GUARDIALFIERA. Ada Trobetta – intellettuale, studiosa dell’arte e dei costumi molisani – è a Guardialfiera sul finire degli anni ’80. Porta con sé una comitiva di “fidapine” e di letterati venuti in pullman da Campobasso. Mentre si deliziano ammirando i paramenti murari esterni della Cattedrale, ella li punzecchia così: “Beati i popoli che affidano le loro memorie alle pietre”. Si tratta infatti di un libro stampato qui davvero sulla pietra, di un’urna polifonica di messaggi che avvincono e che ci danno la tonalità del canto e dell’incanto col divino. Pietre grezze o lavorate. Blocchi quadrati, romboidali; disegni di figure umane, intrecci di spighe, grappoli e tralci d’uva; un intrigo di fiori, di intarsi, di conci: una lavagna all’aperto sulla quale si legge un magnifico passato in una fusione di civiltà.

Fra uno sciorinare di ornamenti della parete a ponente, splendono, in bassorilievo, dodici archetti pensili, poggiati ad ornamento su testine umane, corrose dal tempo. Vorrebbero configurare, forse, gli apostoli di Gesù. Si scorgono più in basso agnelli crociferi, lunette, monofore; e una scena di caccia, sulla parete orientale, nel cui tratteggio appare un predatore armato di mazza e corno, e l’abbondanza della selvaggina. Assai più su, fra grossi semipilastri angolari, si impone un gigantesco rosone, guarnito lateralmente da colonnine a spirale e sorrette da bestiole genuflesse. E, di nuovo giù, segue lo sfoggio di rappresentazioni: un delfino di stile bizantino; tre presbiteri processionanti con evangelario e turibolo e il Vescovo, imponente, con pastorale e mitria dalle infule svolazzanti.

D’improvviso, Ada Trombetta si blocca, s’incanta. Distingue una pietra brunita incastonata, a sinistra, sotto l’arco del Seminario. “Oddio!”, esclama. Sarà per caso una data? Forse 1505. Mannò. Quei segni somiglianti a due “5” sono inequivocabilmente due “S” (esse).
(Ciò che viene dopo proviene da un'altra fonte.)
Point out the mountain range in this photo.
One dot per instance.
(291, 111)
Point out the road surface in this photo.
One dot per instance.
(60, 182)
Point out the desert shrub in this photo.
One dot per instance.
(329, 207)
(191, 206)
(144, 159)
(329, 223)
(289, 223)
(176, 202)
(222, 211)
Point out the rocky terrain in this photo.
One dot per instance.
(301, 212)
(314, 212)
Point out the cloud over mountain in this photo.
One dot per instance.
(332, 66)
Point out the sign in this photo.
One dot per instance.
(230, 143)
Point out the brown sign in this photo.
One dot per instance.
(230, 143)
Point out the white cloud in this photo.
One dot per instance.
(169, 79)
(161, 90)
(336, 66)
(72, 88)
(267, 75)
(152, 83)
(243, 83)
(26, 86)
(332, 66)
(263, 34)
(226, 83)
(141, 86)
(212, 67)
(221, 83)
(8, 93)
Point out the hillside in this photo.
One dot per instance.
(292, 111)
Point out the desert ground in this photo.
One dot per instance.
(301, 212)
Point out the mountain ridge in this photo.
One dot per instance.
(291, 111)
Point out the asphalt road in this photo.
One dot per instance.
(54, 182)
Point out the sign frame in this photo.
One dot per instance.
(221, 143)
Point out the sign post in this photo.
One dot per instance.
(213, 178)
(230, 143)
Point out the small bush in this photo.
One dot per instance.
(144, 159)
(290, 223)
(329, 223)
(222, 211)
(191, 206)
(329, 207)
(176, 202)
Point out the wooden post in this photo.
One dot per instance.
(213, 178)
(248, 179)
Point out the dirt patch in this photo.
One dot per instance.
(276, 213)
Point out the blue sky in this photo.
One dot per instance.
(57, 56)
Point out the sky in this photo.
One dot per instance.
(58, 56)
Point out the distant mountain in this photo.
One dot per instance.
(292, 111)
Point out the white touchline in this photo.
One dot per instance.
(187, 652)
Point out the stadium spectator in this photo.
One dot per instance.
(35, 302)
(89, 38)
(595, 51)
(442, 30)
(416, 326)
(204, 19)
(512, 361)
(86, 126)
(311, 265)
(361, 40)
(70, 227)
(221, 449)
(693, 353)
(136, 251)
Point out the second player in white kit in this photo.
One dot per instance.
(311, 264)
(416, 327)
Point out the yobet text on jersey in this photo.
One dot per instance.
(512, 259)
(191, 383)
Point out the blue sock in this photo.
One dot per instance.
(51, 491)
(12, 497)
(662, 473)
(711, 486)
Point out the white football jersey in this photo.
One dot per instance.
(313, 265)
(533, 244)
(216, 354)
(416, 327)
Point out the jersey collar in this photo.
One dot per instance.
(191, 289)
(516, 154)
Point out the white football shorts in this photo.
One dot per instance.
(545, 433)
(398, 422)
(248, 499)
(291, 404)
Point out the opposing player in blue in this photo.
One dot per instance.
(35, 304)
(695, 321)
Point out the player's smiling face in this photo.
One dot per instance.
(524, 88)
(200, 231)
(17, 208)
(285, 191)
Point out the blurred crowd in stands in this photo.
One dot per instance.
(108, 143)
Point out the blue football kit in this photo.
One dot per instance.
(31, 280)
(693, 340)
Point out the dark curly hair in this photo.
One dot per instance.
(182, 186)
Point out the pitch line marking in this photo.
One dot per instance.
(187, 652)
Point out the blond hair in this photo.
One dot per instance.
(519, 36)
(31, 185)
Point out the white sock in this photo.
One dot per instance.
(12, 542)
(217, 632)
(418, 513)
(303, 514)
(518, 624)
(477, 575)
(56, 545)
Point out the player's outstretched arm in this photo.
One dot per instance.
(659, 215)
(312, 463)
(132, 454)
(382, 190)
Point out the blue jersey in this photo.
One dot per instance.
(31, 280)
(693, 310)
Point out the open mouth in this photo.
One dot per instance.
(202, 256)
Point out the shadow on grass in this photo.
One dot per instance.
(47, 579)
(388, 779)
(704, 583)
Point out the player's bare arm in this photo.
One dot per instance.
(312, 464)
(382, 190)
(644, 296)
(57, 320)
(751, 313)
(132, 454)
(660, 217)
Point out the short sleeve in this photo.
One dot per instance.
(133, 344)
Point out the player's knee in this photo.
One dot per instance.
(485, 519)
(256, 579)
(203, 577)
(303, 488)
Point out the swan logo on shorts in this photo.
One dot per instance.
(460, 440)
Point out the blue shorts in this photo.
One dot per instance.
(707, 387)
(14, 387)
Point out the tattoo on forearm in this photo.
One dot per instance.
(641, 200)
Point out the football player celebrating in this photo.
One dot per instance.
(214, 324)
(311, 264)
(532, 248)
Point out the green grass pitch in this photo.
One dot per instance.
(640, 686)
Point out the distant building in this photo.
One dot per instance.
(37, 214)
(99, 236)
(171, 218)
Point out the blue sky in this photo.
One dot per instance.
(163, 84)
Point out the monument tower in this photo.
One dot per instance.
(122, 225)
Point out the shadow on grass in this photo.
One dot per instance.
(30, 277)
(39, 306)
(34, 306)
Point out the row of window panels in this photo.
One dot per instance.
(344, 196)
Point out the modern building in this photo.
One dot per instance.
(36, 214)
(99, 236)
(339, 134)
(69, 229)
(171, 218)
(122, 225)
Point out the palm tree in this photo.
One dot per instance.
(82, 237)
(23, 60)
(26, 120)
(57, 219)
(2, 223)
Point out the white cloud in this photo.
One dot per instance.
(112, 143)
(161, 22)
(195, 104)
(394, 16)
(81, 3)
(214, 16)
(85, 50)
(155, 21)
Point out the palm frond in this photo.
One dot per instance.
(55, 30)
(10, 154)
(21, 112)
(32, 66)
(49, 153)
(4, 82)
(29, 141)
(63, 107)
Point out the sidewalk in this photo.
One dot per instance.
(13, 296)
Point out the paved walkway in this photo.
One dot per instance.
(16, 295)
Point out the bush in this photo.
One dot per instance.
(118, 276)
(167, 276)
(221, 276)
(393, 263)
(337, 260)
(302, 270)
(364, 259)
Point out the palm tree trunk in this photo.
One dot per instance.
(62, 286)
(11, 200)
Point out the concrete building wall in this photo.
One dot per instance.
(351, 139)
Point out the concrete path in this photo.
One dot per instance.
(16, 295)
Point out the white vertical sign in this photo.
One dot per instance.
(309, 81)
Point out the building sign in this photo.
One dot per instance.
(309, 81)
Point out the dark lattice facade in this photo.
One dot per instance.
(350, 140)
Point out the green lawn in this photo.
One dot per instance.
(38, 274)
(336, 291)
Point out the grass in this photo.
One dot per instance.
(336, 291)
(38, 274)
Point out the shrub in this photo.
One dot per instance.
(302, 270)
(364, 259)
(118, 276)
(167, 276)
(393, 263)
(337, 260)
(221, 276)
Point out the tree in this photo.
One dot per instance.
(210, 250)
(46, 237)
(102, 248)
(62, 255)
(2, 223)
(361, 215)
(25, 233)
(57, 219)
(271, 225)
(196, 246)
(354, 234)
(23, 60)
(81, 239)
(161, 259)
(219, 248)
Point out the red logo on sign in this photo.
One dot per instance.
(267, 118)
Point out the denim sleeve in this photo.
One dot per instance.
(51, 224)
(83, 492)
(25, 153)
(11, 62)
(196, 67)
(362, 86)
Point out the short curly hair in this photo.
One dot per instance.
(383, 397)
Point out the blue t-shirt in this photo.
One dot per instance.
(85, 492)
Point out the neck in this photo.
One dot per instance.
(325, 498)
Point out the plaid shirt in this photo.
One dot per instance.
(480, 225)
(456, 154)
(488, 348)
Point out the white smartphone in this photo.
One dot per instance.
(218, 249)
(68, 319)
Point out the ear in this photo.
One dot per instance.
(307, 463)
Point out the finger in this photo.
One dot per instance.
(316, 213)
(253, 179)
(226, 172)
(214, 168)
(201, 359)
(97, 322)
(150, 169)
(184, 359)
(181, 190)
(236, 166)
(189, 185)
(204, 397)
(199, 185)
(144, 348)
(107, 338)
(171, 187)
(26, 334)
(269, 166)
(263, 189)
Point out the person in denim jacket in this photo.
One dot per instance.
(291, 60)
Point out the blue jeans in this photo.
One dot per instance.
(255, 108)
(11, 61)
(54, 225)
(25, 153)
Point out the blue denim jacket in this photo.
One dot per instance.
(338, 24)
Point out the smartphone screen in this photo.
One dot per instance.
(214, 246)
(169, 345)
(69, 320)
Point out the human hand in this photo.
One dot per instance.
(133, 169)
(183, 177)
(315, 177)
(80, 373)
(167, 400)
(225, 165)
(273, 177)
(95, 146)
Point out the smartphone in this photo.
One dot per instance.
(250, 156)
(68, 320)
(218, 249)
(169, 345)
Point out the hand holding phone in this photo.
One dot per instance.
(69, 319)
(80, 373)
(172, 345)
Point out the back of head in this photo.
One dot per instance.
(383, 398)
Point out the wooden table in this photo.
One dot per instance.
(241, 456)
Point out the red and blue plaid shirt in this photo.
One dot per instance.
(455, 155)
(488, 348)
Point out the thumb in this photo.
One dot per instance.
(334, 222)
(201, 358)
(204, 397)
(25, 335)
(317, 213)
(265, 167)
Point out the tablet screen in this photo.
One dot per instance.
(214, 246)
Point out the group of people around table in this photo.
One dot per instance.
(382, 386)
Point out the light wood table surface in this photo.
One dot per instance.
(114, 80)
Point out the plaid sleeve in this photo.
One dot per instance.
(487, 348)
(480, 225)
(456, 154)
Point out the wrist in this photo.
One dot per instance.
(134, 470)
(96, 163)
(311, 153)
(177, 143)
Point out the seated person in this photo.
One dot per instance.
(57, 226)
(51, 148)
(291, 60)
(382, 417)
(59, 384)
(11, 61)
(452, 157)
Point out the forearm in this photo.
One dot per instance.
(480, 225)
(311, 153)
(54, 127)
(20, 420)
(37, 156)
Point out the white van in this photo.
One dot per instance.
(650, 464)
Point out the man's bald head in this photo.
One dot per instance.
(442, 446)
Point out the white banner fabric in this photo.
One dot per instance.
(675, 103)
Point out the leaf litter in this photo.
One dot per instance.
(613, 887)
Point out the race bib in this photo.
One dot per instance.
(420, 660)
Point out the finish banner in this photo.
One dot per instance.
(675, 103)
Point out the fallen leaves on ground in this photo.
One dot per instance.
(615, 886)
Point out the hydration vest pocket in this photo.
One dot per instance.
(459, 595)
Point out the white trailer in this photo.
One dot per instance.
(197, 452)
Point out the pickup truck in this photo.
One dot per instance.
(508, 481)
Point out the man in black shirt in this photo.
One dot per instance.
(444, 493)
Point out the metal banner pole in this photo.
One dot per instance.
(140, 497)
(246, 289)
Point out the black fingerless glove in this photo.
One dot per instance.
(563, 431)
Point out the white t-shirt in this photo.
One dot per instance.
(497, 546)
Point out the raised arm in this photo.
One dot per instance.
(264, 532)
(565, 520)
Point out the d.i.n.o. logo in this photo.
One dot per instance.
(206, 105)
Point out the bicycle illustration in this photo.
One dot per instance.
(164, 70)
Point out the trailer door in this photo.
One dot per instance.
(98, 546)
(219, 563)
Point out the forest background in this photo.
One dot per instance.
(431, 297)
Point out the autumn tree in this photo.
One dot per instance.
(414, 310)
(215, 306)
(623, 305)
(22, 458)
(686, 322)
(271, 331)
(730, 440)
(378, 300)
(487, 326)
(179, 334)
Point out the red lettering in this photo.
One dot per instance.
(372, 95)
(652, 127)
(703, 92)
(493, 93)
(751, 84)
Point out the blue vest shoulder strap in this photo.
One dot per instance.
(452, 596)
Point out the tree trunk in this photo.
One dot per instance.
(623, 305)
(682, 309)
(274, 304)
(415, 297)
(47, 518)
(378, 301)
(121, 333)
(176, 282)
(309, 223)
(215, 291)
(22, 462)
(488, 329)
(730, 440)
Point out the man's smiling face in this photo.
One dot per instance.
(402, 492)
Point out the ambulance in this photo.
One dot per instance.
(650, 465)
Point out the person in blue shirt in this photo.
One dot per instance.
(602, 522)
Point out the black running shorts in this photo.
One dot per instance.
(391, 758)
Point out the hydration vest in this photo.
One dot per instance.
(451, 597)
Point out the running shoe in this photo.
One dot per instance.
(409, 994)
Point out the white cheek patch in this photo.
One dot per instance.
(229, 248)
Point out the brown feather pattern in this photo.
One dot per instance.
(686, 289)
E, ad alta voce, con enfasi, grida “ISOS”! Che, dal greco, indica “Io stesso”, cioè uguale. È il trionfo dell’ “Homoousion”, vale a dire del Padre che è una cosa sola con il Figlio: consubstantiàlem Patri. La formulazione, dunque, del dogma di fede scaturito dal Concilio di Nicea nel 325, quel Credo che proclamiamo a memoria ogni domenica a Messa. E l’Isos – curiosamente – si riattualizza proprio in questi giorni, che la Chiesa guarda ai 1700 anni di quel Concilio, e che dal 18 al 25 gennaio sta celebrando l’ottavario per l’unità dei cristiani.

“Avvenire”, il quotidiano della CEI, così scrive martedì 14 gennaio: “L’anniversario offre un’opportunità per riflettere sulla nostra comune fede di cristiani, proprio sull’unità a quella fede espressa durante il “Concilio”. L’ “Isos” ne rappresentava un po’ lo slogan. Perché erano impensabili i volantinaggi a quell’epoca, oppure i social o la rete come luogo di condivisione. Il “motto” bisognava inciderlo sui ciottoli, sui sassi e mandarli in giro per il mondo.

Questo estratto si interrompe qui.